The new voting system is common in France, and is called Instant Runoff Voting. Opposed to selecting the candidate with the most overall votes, the students ranked the candidates from their favorite to their least favorite. Once all the votes are in, the candidate with the least amount of votes are eliminated, and the votes that were for the eliminated candidate are now changed to their second choice and the results are looked at again. The next, least voted group is eliminated, and anyone who voted for them gets their vote changed to their next choice until it’s down to the final two. If one of the candidates has a majority amount of the votes, then that group will win the election on the spot.

Lacey Richards, a CVU history teacher, is a proponent for instant runoff voting, “It allows for more third party involvement. It also is cost effective because there is no need for a secondary election which can be very expensive.” She added, “this voting system allows for people to vote for who they want elected versus voting against a candidate.”

Roarke Flad, from Shelburne, has been elected by the Freshman, Sophomores and Juniors at CVU as the President of the student body for the upcoming school year. Flad says, “My enthusiasm and charisma was what it took to convince the students to vote for us.” Flad’s co-president, Lydia Koutras from Williston says, “We plan on putting a couple of trees in the library and fixing the bell system to not go off radically.”

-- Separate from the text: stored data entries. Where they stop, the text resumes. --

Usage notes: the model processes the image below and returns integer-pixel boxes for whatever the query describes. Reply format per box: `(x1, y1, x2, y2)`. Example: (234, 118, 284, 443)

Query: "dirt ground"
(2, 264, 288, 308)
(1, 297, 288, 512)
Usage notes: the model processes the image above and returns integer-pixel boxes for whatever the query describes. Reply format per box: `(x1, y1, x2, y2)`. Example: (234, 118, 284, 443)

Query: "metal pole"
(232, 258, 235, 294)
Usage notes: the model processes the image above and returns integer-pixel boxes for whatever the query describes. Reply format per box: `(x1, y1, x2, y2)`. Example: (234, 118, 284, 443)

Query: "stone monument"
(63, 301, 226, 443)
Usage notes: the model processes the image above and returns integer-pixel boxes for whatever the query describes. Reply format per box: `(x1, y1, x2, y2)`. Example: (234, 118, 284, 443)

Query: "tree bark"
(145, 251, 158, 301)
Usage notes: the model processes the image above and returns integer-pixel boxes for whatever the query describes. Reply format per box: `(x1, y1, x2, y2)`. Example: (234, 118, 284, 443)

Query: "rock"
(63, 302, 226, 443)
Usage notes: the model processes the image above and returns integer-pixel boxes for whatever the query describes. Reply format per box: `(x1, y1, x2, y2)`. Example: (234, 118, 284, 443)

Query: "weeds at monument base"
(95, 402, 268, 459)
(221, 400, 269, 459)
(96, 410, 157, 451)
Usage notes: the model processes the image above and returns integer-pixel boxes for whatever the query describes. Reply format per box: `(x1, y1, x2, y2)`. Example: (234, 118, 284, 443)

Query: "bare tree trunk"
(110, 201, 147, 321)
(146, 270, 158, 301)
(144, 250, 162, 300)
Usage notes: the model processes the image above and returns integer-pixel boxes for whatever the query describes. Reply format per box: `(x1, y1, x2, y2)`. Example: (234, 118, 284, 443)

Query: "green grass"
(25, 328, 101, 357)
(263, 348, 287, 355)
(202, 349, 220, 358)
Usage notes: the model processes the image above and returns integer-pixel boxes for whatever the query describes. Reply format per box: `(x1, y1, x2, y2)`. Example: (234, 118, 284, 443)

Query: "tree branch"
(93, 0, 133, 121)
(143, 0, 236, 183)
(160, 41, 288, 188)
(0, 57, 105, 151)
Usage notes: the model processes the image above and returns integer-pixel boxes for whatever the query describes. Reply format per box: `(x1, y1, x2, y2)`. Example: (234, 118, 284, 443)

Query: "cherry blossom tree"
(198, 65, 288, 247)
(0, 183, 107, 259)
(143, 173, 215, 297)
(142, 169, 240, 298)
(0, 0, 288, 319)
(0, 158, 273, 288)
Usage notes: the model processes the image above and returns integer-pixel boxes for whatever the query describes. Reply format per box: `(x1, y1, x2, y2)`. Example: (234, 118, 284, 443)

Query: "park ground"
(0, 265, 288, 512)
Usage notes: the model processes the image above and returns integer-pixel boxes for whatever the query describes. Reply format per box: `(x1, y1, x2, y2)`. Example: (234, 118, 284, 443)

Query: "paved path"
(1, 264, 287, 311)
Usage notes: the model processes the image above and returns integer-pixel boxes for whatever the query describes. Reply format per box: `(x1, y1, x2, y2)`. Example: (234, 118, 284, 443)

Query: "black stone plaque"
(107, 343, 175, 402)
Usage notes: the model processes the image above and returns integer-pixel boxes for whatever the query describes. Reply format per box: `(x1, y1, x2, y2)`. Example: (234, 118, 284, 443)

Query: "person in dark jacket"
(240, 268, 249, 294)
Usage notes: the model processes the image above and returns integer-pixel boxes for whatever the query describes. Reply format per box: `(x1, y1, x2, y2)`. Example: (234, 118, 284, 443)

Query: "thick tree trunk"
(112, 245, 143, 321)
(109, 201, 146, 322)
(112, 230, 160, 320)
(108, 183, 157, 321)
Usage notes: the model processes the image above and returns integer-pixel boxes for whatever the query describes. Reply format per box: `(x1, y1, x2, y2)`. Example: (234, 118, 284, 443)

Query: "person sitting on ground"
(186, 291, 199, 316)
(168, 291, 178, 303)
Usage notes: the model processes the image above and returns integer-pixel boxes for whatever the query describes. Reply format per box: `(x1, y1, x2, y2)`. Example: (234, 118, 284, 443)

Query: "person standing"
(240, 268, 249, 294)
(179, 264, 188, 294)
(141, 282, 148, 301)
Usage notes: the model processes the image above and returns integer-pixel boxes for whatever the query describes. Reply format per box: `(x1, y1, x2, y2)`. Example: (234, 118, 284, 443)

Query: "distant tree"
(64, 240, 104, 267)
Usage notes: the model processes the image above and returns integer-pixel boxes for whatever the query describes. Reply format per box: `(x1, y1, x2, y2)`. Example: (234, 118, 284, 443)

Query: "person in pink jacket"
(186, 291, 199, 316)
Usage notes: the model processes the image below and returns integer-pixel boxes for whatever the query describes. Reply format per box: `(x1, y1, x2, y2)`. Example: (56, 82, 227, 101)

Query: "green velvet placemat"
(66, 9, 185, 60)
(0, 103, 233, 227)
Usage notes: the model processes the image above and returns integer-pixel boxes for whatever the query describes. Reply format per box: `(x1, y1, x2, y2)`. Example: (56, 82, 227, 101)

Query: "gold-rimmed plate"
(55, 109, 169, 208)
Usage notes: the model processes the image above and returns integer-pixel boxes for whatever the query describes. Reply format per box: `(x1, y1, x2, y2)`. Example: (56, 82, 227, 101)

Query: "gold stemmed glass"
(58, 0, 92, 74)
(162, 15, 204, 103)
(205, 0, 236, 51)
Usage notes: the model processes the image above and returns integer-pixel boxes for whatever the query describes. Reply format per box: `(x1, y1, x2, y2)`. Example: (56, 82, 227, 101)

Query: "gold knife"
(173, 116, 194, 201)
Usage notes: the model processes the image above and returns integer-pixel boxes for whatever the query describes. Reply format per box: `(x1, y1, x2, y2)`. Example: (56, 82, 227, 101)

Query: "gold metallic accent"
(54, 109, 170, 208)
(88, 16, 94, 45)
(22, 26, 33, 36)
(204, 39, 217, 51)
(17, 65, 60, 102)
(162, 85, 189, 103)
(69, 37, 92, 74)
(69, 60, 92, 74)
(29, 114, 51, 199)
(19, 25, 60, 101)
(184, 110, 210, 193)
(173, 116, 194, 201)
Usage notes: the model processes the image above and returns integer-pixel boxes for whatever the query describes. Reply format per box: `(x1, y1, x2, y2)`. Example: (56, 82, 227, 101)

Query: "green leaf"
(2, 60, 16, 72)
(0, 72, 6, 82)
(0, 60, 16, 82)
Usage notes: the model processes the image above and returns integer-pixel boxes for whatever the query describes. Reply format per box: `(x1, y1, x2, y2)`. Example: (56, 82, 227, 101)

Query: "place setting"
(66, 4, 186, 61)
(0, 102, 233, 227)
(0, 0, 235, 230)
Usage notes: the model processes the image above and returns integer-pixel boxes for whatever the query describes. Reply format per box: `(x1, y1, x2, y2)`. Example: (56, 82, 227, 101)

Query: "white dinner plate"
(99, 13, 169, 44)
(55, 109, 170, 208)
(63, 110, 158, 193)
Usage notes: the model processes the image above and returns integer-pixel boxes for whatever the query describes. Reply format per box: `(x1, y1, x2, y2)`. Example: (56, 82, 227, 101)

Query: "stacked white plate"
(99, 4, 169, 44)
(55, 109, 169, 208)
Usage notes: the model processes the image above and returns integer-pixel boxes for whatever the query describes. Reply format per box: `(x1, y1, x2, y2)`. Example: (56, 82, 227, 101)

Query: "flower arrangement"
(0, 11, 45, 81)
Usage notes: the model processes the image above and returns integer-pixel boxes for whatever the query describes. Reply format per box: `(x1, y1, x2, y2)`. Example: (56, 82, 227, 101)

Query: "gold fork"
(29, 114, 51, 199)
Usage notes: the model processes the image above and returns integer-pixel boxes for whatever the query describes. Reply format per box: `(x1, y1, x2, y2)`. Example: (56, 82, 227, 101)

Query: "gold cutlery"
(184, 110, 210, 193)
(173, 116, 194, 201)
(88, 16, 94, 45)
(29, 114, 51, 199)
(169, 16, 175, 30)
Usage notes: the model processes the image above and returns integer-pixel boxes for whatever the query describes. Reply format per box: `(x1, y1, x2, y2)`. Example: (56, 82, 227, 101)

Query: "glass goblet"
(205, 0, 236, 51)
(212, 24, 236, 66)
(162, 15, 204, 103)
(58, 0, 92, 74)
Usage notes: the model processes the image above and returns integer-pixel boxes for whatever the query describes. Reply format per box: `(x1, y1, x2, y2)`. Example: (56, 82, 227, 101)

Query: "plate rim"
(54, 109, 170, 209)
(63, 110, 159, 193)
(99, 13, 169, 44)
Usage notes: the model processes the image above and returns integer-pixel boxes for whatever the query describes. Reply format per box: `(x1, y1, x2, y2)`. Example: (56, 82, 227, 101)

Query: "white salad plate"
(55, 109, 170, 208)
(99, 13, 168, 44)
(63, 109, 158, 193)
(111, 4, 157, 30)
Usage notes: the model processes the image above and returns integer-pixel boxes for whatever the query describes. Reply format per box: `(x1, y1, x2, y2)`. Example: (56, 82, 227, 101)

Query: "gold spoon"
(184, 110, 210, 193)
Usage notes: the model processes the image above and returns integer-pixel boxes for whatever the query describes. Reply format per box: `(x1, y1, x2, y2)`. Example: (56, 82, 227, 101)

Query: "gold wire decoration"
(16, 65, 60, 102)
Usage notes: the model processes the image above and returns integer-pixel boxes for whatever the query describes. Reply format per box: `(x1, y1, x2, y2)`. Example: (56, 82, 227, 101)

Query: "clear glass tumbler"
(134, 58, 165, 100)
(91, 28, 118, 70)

With the new voting system in place for the first year, it didn’t seem to have much of an impact on the elections, “The new voting system did not play a role in the results, however, it was helpful information and if it were to be a closer race than it would have had an impact.“ says current student body president Annie Bedell.

Whether or not the instant runoff voting helped out for a more fair election this year, with many close elections to come in the future, the new voting system will be able to have a more direct impact on who will becoming the next student body president and co president.